Etudiés en profondeur par les psychologues du travail, ces ‘sales’ boulots ont à nouveau démontré toute l’importance de la place consentie par la société au champ professionnel. Chez les égoutiers de Paris, par exemple, la capacité à réaliser un travail ‘impensable’ pour le plus grand nombre, est devenue une fierté, un gage de virilité, de force et de courage, c'est-à-dire une manière de ‘prendre le dessus’ sur ceux qui les dénigrent et qui se trouvent ‘physiquement’ au-dessus d’eux lorsqu’ils travaillent (dans les égouts, en dessous de la société).
L’existence de tels phénomènes de revalorisation de soi vis-à-vis de la société, démontre toute l’importance de l’image véhiculée par une profession, laquelle, lorsqu’elle est négative, nécessite la mise en place de mécanismes compensatoires pour le bien-être du sujet.

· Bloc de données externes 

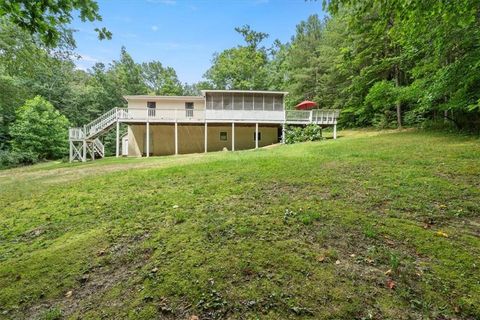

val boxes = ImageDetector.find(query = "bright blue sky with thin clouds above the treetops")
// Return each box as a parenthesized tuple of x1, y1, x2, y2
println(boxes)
(72, 0, 324, 83)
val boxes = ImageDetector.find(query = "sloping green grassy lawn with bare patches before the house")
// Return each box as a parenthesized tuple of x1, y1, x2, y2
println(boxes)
(0, 131, 480, 319)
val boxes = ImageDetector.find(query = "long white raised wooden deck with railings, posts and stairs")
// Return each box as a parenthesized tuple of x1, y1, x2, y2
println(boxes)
(69, 108, 339, 161)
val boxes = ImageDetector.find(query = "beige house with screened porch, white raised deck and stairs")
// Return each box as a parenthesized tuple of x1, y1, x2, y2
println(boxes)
(69, 90, 338, 161)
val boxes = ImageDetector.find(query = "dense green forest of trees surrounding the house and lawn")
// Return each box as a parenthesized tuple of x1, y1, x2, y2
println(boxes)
(0, 0, 480, 167)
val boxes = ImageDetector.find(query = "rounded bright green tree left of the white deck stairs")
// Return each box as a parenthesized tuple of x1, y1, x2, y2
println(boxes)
(10, 96, 69, 159)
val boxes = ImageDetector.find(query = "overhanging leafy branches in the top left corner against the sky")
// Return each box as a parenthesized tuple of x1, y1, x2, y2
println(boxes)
(0, 0, 112, 47)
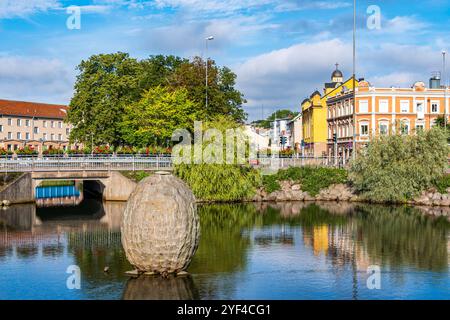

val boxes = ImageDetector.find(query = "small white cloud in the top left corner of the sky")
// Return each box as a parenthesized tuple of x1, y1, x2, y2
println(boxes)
(0, 0, 61, 19)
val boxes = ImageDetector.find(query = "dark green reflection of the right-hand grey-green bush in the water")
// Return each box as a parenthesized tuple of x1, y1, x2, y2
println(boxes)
(354, 205, 449, 271)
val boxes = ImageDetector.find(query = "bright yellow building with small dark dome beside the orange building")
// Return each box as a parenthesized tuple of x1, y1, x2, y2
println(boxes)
(301, 64, 358, 157)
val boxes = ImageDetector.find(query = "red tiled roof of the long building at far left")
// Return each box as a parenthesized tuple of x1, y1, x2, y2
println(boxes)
(0, 99, 68, 119)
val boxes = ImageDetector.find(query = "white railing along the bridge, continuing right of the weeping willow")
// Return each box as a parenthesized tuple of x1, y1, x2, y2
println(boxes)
(0, 156, 345, 172)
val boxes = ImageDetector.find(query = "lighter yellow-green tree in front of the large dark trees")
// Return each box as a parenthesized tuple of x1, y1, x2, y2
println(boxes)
(121, 86, 204, 147)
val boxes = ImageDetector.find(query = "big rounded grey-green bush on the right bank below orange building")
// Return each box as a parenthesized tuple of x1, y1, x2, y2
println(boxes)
(350, 128, 449, 202)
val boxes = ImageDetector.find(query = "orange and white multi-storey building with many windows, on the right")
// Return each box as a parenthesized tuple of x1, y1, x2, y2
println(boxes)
(327, 79, 450, 158)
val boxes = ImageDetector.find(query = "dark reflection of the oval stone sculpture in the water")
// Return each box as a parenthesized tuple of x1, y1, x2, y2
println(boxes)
(123, 276, 199, 300)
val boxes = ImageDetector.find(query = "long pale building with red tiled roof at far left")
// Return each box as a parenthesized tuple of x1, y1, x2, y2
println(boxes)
(0, 100, 71, 152)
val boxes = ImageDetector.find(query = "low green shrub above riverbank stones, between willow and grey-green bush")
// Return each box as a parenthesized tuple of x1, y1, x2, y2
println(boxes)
(263, 167, 347, 196)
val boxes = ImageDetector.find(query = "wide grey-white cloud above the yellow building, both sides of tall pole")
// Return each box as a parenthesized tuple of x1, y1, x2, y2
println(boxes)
(235, 39, 442, 120)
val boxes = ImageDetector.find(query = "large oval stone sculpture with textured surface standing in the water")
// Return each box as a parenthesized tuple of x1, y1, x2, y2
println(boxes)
(121, 174, 200, 275)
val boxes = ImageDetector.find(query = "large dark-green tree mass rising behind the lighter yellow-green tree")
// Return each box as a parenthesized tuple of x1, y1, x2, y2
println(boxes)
(67, 52, 246, 146)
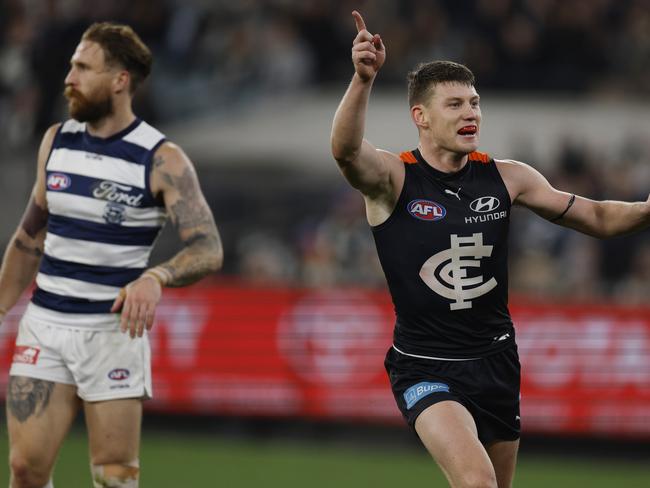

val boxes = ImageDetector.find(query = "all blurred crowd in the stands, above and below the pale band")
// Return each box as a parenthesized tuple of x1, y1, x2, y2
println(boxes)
(0, 0, 650, 304)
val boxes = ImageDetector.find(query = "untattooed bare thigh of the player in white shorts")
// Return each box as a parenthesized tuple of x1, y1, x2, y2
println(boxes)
(84, 398, 142, 465)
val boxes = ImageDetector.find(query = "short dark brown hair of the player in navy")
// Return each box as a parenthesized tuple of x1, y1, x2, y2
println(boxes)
(408, 61, 475, 107)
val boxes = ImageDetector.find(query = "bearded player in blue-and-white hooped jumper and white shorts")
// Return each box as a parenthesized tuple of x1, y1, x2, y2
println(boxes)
(0, 23, 223, 488)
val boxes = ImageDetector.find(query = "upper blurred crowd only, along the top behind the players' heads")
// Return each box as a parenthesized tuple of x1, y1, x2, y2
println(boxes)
(0, 0, 650, 142)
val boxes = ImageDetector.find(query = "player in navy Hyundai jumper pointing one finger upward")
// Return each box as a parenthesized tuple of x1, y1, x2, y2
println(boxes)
(331, 11, 650, 488)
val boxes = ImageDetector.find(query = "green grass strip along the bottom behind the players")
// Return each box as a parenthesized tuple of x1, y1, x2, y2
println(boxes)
(0, 426, 650, 488)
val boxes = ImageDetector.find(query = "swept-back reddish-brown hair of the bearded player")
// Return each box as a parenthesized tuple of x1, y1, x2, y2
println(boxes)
(81, 22, 153, 93)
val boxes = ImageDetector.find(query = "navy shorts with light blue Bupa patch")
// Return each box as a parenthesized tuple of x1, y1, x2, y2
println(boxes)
(384, 343, 521, 445)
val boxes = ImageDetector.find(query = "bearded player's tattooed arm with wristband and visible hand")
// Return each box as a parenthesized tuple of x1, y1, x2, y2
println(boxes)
(113, 142, 223, 337)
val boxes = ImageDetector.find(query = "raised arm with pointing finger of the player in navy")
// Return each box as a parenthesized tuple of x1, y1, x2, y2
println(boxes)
(331, 11, 399, 198)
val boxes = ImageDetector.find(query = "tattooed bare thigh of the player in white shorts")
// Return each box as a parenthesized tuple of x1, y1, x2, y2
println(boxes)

La question de la promotion
Un certain nombre de professions dites supérieures, en référence au niveau d’étude exigée, tendent naturellement vers le secret, lequel est volontairement maintenu. Ce souhait de confidentialité évolue progressivement en règle de métier, permettant aux membres de la profession de se reconnaître en tant que tel. Dans ce cas, le secret est perçu comme un gage de supériorité de ces individus, seuls détenteurs d’un savoir précieux. Les compétences se transmettent alors entre initiés, entre membres de la communauté ou encore entre parents et enfant(s).
Pour autant, la méconnaissance de certaine profession par la population est un handicap pour leur développement et parfois même pour leur survie. Leur manque de visibilité entraîne en effet un taux d’orientation trop faible pour assurer le renouvellement des générations et donc la transmission des compétences entre les anciens et les jeunes. C’est ainsi que sont entreprises des campagnes d’informations ou plutôt de valorisation des métiers, qui mettent l’accent sur le sens du travail, sur des valeurs humanistes socialement valorisées ou encore sur le rôle au sein de la société : nous retrouvons donc encore une fois, la prédominance de la reconnaissance dans le travail.